Его любовница Летиша повернулась, поправила простыню и прижалась мягкой грудью к груди любовника. С тех пор как «Крюгер-Брент» обанкротилась, Огаст ни на что не годился в постели, словно какая-то невидимая нить связывала его «конец» с благосостоянием компании. Стоило увянуть второму, опустился и первый.
– Джим Барнет. Какой-то богатенький покупатель хочет потолковать с нами.
– Но это же хорошо, так?
Сунув руку под простыню от Фретт, Летиша легонько провела пальцем по его мошонке. В прежние времена ему это нравилось.
– Может быть, – пробормотал Огаст, ощутив, как дрогнул его до этой минуты мирно спящий воин. – Хороший признак? Надеюсь, что так.

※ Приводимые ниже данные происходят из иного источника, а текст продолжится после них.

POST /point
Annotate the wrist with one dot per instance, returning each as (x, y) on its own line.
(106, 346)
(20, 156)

«Мандрейк энд Коннорз» была одной из самых крупных и уважаемых бухгалтерских фирм на Уолл-стрит. В дни славы «Крюгер-Брент» они сделали состояние на работе с фирмой. Теперь же, по иронии судьбы, помогали проводить процедуру банкротства. Ревизия бухгалтерских книг такой огромной сети предприятий должна был занять месяцы, если не годы.
Огаст Сэндфорд вместе с пятью бывшими коллегами сидел в одном из конференц-залов «Мандрейк энд Коннорз». Еще месяц назад здесь заправляли бы шестеро членов правления. Но сегодня бал правил бухгалтер Уит Баркли, и это ему ужасно нравилось.